Oh! Mick Jenkins had Noname Gypsy and myself on him and Kirk Knight’s tour, probably one of the most amazing rap experiences to date. [Ultimately] the highlight of 2015 was seeing what Comfort Zone, from 2014, managed to do and carried into 2015. It worked miracles for me this past year. It was a reset button a little bit. I spent two, three years putting effort into this mixtape, so now seeing what happened, and then going back to square one again.

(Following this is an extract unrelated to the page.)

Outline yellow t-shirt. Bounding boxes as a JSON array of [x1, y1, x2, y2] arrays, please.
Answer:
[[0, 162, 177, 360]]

2016 for me though, you get to see a lot of the effects 2015 had on me. Last year I only had one track out, with Tink, so you’ll see a lot of what has been happening throughout 2015. I want to start out on a good note, I feel like I’ve already tied all that I’ve done in 2015. I’m not sure what 2016 has to offer quite yet, but I feel like this is one of those years we definitely waited for. We put a lot of serious time and effort in the studio, and I think this is going to be the time when we have a lot of records see the time of day. I was never one of those artists who put out a lot of music, I always felt like a low key kinda guy, drop a track every now and then sort of type, but in 2016 I think you might see me by the end of the year a little bit more, might remember my face by the end of the year. That would be cool. I might put on my man pants this year. In 2015, I put on my big boy pants, and 2016 I’ve got my man pants on.